MORVEN McDADE
M.E. SUFFERER
To start off with I had a very sore throat and headaches and I used to feel dizzy. And then
after I'd had the illness for a while I felt sick practically all the time. I used to feel all weak
and I'd feel all sore everywhere.
M.HILL
After seeing several doctors Helen McDade found it impossible to get a diagnosis of M.E.

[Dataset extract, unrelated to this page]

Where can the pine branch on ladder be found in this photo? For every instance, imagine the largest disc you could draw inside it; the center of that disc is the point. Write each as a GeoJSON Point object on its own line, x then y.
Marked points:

But Morven's symptoms became worse. Mrs McDade was then astonished to hear her
doctors simply didn't believe the condition existed in children.
HELEN McDADE
She had so severe abdominal pain. On two occasions at night I called the doctor out and we
have never called the doctor outside hours, never. And the second time the doctor (who was
sympathetic) said "Well she should go to hospital".
M.HILL
Unknown to her the junior doctor who saw Morven for pain relief had noted Helen herself
may have a relatively new and extremely rare condition called Munchhausen Syndrome by
Proxy. The doctor was effectively asking if she was deliberately making her daughter ill, or
getting Morven to make it all up.
HELEN McDADE
MORVEN'S MOTHER
Well I was very angry because there was no indication that I was making things up. You
know, my daughter was seriously unwell and I didn't see why they could have come to this
conclusion. They hadn't investigated our family at all, and talked to her about it or anything,
and I realised that it was very damaging, from our point of view, of trying to get help for
Morven's symptoms.
M.HILL
Even though Morven has improved enough to return to school, her mother is still trying to get
the Munchhausen's reference removed from her medical records.
HELEN McDADE
There's no more serious allegation can really be made against a mother. It's very damaging.

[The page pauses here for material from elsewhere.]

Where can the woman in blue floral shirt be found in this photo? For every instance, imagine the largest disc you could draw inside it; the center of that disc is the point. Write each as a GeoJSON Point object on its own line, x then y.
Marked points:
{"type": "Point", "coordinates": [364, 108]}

You can't refute it because it's not out there in the open. It's in there in the notes for other
doctors to see it, and it's only by accident that I knew that and tried to get it removed.
M.HILL
Mrs McDade then saw Nigel Speight, the doctor who most strongly disagrees with the
psychological approach. He showed her the junior doctor's letter suggesting Munchhausen's
which he believes should never have been used.
DOCTOR SPEIGHT
It's like being committed to a psychiatric hospital when you're not mad. It's a very easy
diagnosis to throw around. It's a very difficult one to disprove if you're the person labelled
with it.
M.HILL
Panorama's survey shows 15% of families were told that their psychological problems were
causing their child's illness. It also reveals that a high proportion of parents are branded with
Munchhausen Syndrome by Proxy. The figure stands at 4%. This represents one in eighteen
families surveyed. Nationally, the Syndrome affects just one in a hundred thousand families.

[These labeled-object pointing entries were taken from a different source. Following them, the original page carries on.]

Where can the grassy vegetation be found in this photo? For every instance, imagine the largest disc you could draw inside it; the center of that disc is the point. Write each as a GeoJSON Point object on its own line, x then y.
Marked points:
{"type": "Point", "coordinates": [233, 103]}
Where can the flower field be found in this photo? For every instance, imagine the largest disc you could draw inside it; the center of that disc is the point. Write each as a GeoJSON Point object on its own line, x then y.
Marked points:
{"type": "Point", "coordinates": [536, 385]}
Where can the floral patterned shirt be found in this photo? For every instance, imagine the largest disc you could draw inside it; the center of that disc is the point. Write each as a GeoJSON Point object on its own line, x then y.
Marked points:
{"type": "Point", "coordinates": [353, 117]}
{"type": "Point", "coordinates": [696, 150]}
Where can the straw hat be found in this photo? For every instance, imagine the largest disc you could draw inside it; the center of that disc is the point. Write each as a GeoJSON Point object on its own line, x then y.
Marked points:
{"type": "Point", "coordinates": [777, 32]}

A year ago Doctor Prendergast, the psychiatrist whose opinions have influenced doctors
before, gave a talk at a Scottish hospital. Helen McDade went along with her local campaign
group. They were shocked by what they heard.
HELEN McDADE
The whole lecture was very jocular really. There were practically no facts, scientific studies
involved at all, but he tended to make jokes about things which if you stopped and analysed
them you would say that's a) not funny and b) surely that suggests this child is really ill. So
for instance he had a slide, he put a slide overhead up of a little girl dressed in a woollen
winter coat and a hat and gloves. And he said "This is how this girl turned up to my surgery
on a sunny May day dressed like a granny" and everybody laughed. And anyone with any
sense would say well surely she was ill.
DOCTOR PRENDERGAST
I have got a slide of a girl with a coat on, on a warm day, and its pointing to the incongruency
Now the difficulty is that incongruency is very mixed up with humour, humour is just a
position of incongruency. It's not making fun, she wasn't identifiable. Are these the M.E.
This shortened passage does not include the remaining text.